In practice, I think the "no shared mutable storage" property of languages based on garbage collection and copy-on-change semantics make them easier to add threads to. The best example is probably Erlang, that combines near-functional semantics with explicit threads.
This is a little bit of a vague question. One perk of multi-core CPUs is that you can run a functional program and let it plug away serially without worrying about affecting any computing going on that has to do with other functions the machine is carrying out.
The difference between a multi-U server and a multi-core CPU in a server or PC is the speed savings you get by having it on the same BUS, allowing better and faster communication to the cores.
edit: I should probably qualify this post by saying that in most of the scripting I do, with or without multiple cores, I rarely see a problem in getting my data through hackish parallelizing, such as running multiple small scripts at once in my script so I'm not slowed down by things like waiting for URLs to load and what not.
double edit: Furthermore, a lot of functional programming languages have had forked parallel variants for decades. These better utilize parallel computation with some speed improvement, but they never really caught on.

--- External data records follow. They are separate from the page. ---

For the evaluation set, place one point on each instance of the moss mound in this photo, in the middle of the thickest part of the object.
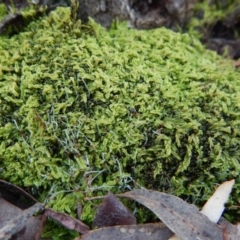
(83, 110)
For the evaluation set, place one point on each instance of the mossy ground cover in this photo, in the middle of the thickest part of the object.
(84, 110)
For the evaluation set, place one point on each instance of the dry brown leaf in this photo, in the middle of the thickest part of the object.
(150, 231)
(19, 224)
(112, 212)
(183, 219)
(67, 221)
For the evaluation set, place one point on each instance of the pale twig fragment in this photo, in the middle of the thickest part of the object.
(214, 207)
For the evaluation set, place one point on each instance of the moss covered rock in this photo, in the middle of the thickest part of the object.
(84, 110)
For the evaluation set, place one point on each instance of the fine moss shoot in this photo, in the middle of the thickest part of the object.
(84, 110)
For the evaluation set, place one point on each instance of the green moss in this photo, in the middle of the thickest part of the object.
(3, 11)
(83, 111)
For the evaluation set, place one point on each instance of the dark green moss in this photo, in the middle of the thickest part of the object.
(83, 111)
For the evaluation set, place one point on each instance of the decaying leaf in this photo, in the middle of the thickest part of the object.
(214, 207)
(67, 221)
(183, 219)
(151, 231)
(112, 212)
(16, 195)
(20, 224)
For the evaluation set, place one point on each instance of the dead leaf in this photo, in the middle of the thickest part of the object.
(150, 231)
(182, 218)
(214, 207)
(67, 221)
(16, 195)
(112, 212)
(14, 221)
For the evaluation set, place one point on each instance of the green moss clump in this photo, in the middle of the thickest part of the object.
(3, 11)
(84, 110)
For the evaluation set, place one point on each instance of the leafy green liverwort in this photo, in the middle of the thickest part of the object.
(84, 110)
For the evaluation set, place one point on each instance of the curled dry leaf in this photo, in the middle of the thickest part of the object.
(112, 212)
(18, 223)
(150, 231)
(182, 218)
(67, 221)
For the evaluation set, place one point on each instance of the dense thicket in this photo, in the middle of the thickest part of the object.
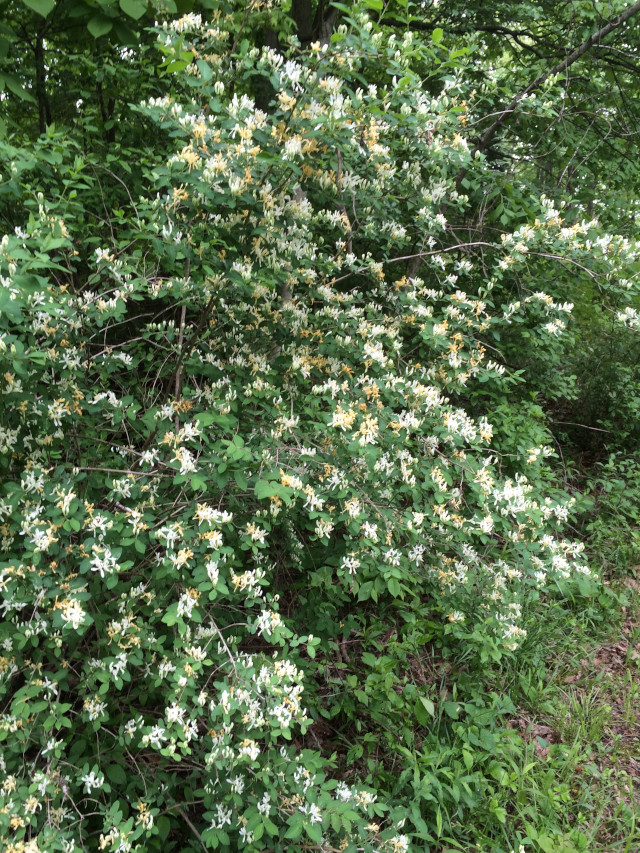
(300, 305)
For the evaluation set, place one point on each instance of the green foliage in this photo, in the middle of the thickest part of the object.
(263, 442)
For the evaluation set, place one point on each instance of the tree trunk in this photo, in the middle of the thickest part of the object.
(44, 109)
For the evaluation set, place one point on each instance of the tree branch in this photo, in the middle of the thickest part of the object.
(579, 51)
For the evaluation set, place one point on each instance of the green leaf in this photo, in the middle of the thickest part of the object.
(42, 7)
(99, 25)
(424, 709)
(205, 69)
(115, 773)
(265, 489)
(134, 8)
(452, 709)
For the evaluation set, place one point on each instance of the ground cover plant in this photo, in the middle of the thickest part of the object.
(282, 506)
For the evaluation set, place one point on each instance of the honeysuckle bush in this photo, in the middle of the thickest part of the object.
(260, 424)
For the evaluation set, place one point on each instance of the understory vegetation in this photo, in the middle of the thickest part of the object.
(320, 494)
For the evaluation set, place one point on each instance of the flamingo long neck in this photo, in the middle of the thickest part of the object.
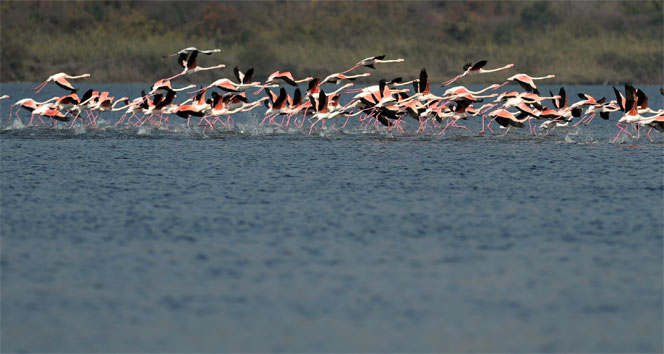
(199, 68)
(544, 77)
(400, 60)
(341, 88)
(498, 69)
(79, 76)
(183, 88)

Omitting any technical/scientific terms the reason is because functional program doesn't share data. Data is copied and transfered among functions, thus there is no shared data in the application.
And shared data is what causes half the headaches with multithreading.
The book Programming Erlang: Software for a Concurrent World by Joe Armstrong (the creator of Erlang) talks quite a bit about using Erlang for multicore(/multiprocessor) systems. As the wikipedia article states:
Creating and managing processes is trivial in Erlang, whereas threads are considered a complicated and error-prone topic in most languages. Though all concurrency is explicit in Erlang, processes communicate using message passing instead of shared variables, which removes the need for locks.